声援の効果を調べた研究は多く、例えば、Engelたちは、バーベルスクワットなどパワーの測定や、サーキットトレーニングのような持久力に与える効果を調べました(Engel et al., 2019)。声援があるとわずかではありますが、スクワットの最大重量(1RM)を更新することができました(およそ2%の統計的に意味のある増加)。持久力には効果がありませんでした。ただ、ジョギングにおける効果を検討した研究では、声援によって長く走れるようになったり、最大酸素摂取量が増えたりすることが示されたこともあります(Moffatt et al., 1994)。
これまでの研究をまとめたメタ分析でも、声援がスポーツのパフォーマンスを概ね向上させるという結果が出ています(McCormick et al., 2015)。
ただ、条件がいくつかあるようです。ある程度の頻度(20-30秒に1回)が必要ですし、競技・競争場面でないと効きにくいようです。例えば、Obmińskiは、柔道選手のグリップの強さに声援が与える効果を調べました。握力計での測定中、声援をする場合と、しない場合を比較しましたが、声援の効果はありませんでした。なんか場面を想像するとちょっと滑稽ですよね。
実際の様子
声援の効果をかなりリアリティのある場面で検討した実例があります。デモンストレーションとしてはかなり面白く、とても見やすくなっています。高校生のハンドボールの試合で、前半は応援なし、後半は学校中のみんなが応援にきてくれる。前半と後半ではどのように違うかを調べたものです。劇的に変わるんですね。
応援がある後半では、走行距離が増えたり、ステップ数が増えたり、最大心拍数が上がったりしました。後半の方が疲れているのに、長く走ったり、細かくステップを踏んだりできるようになる。これが声援の力です。
あと、声援があると、とにかく盛り上がりますよね。楽しい。上の動画でも雰囲気がまるで違います。選手たちも格段に応援があると楽しそうです。ブラジリアン柔術の試合も声援があることで盛り上がり、会場全体がポジティブな雰囲気に包まれます。そして、出場する選手はその声援を受け、より一層素晴らしいパフォーマンスを発揮するのです。
引用文献
・Engel, F. A., Faude, O., Kölling, S., Kellmann, M., & Donath, L. (2019).

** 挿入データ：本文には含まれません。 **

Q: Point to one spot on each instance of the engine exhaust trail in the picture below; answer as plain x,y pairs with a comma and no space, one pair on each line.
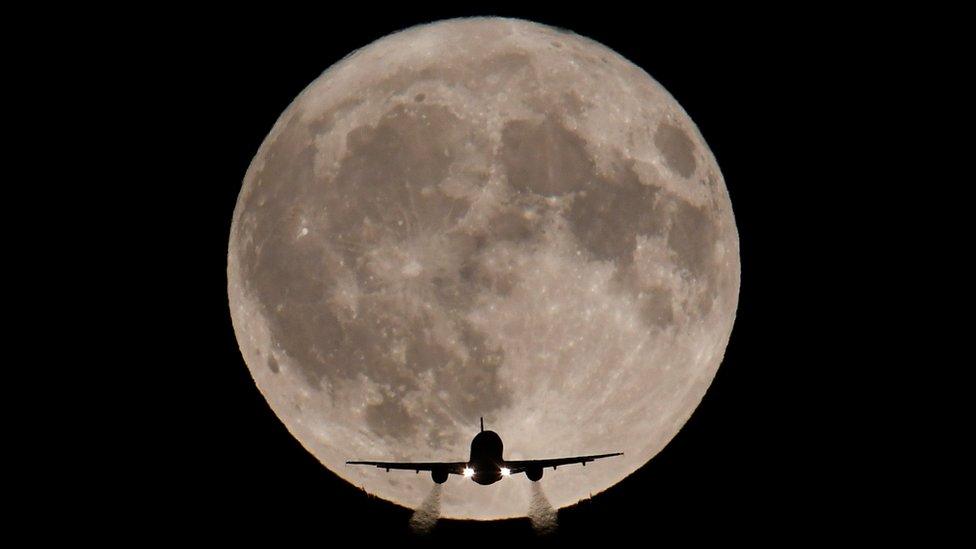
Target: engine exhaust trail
541,513
425,517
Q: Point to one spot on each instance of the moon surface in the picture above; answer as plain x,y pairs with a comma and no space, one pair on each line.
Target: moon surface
483,217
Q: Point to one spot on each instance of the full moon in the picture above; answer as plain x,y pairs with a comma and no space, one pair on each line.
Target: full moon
483,217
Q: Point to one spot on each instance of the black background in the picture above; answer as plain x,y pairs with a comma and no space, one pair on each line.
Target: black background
764,456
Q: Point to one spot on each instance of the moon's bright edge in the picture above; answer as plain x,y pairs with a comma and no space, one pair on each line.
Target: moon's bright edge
483,217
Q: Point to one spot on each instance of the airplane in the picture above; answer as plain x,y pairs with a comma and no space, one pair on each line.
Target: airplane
485,466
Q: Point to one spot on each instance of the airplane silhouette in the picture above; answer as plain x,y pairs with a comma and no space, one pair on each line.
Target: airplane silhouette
485,465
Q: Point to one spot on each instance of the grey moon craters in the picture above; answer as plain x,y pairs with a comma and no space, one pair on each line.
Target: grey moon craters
483,217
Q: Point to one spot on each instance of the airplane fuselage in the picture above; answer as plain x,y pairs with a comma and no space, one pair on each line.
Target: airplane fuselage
486,458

Verbal encouragement and between-day reliability during high-intensity functional strength and endurance performance testing. Frontiers in physiology, 10, 460.
・McCormick, A., Meijen, C., & Marcora, S. (2015). Psychological determinants of whole-body endurance performance. Sports medicine, 45, 997-1015.
・Moffatt, R. J., Chitwood, L. F., & Biggerstaff, K. D. (1994). The influence of verbal encouragement during assessment of maximal oxygen uptake. The Journal of sports medicine and physical fitness, 34(1), 45-49.
・Obmiński, Z., & Mroczkowska, H. (2015). Verbal encouragement does not improve maximal isometric hand grip strength. Journal of Combat Sports & Martial Arts, 6(2), 63–66.